Presque cinq ans après sa révolution, la Tunisie se retrouve acculée financièrement. Le gouvernement doit à la fois porter le poids des dépenses passées et trouver des solutions pour obtenir des devises et attirer les entreprises étrangères. La population, elle, gronde
Les pertes agricoles liées à la sècheresse ont été estimées à l'automne à plus de 800 millions d'euros (AFP)

TUNIS - L’économie, un nouveau défi pour la Tunisie après la transition politique. Le pays est quasiment en « état d’urgence économique», d’après Fadhel Abdelkéfi, le ministre de l’Investissement. Les chiffres parlent d’eux-mêmes : - 4 890 millions d’euros de balance commerciale pour 2015, 15,6 % de chômage, 4,2 % d’inflation en septembre et un déficit public à 6,5 % du PIB. Bref, le seul pays rescapé du printemps arabe fait grise mine.

« L’économie n’a pas été considérée comme une priorité par les différents gouvernements depuis 2011. Nous avons donc connu une dégradation. Au final, les causes de la révolution, née de revendications économiques et sociales, se sont aggravées », constate, pour Middle East Eye, Ridha Meddeb, PDG du groupe Comete et ancien membre du conseil de la Banque centrale de Tunisie. Preuves en sont, les mouvements sociaux qui se multiplient. Kasserine, à 300 kilomètres au sud-ouest de de Tunis, a été la scène, en janvier dernier, de grandes manifestations de chômeurs. En octobre, quelques dizaines de diplômés sans travail ont tenté de se suicider collectivement.

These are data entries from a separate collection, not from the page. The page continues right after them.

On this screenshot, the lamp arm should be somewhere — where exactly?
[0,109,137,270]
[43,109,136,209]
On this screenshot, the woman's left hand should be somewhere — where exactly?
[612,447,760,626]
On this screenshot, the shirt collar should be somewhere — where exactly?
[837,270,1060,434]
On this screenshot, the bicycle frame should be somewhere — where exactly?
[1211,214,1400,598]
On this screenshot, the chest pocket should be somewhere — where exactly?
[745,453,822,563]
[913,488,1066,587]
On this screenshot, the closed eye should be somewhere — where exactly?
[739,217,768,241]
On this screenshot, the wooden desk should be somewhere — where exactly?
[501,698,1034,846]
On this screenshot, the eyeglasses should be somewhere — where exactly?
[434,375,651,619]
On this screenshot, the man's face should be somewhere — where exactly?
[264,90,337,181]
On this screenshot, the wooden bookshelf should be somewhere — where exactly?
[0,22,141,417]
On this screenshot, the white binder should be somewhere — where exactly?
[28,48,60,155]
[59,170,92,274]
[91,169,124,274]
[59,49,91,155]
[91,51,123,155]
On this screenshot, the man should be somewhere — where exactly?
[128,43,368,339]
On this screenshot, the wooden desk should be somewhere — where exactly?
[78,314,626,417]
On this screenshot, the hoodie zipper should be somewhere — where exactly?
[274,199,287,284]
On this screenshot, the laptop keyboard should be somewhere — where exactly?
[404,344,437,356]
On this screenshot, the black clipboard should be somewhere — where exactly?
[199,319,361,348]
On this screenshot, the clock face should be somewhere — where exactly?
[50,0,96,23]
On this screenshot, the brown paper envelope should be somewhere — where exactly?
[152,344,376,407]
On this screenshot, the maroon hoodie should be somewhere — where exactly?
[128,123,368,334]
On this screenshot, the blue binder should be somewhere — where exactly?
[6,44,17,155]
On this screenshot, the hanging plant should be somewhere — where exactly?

A Kasserine, la jeunesse tunisienne a manifesté en janvier dernier contre le chômage, la corruption et l'inaction politique (AFP)

La fonction publique, 14 % du PIB

Abdeljelil Bedoui, docteur en économie et fondateur du Forum tunisien des droits économiques et sociaux (FTDES, une ONG), reconnaît craindre, dans ce pays où le salaire minimum garanti correspond à environ 137 euros pour 48 heures de travail hebdomadaires, une « nouvelle révolte du pain ». Allusion aux émeutes de 1983-1984 durant lesquelles la population a violemment contesté la décision de l’État d’augmenter le prix du pain selon les conseils du Fonds monétaire international (FMI).

Abdeljelil Bedoui regrette que « depuis 2011, les politiques de relance de la croissance ont été menées dans un esprit de partage du butin et comme l’aurait fait une banque, pour calmer les mouvements sociaux. »

Les embauches au sein de la fonction publique en sont un exemple. Avec 630 000 fonctionnaires en 2016 contre 444 000 environ en 2011, la masse salariale représente aujourd’hui 14 % du PIB et 70 % des dépenses de fonctionnement de l’État. Dans ces conditions, le gouvernement prévoit un gel des augmentations salariales pour l’année 2017. Mais le puissant syndicat de l’Union générale tunisienne du travail (UGTT) s’y oppose pour le moment. Les discussions sont en cours alors que la loi des finances pour 2017 est étudiée à l’Assemblée des représentants du peuple (ARP). Ce projet inclut également une contribution additionnelle, dite « exceptionnelle », de 7,5 % sur les bénéfices des entreprises. Cette fois, c’est le syndicat patronal, l’Union tunisienne de l’industrie, du commerce et de l’artisanat (UTICA) qui la rejette.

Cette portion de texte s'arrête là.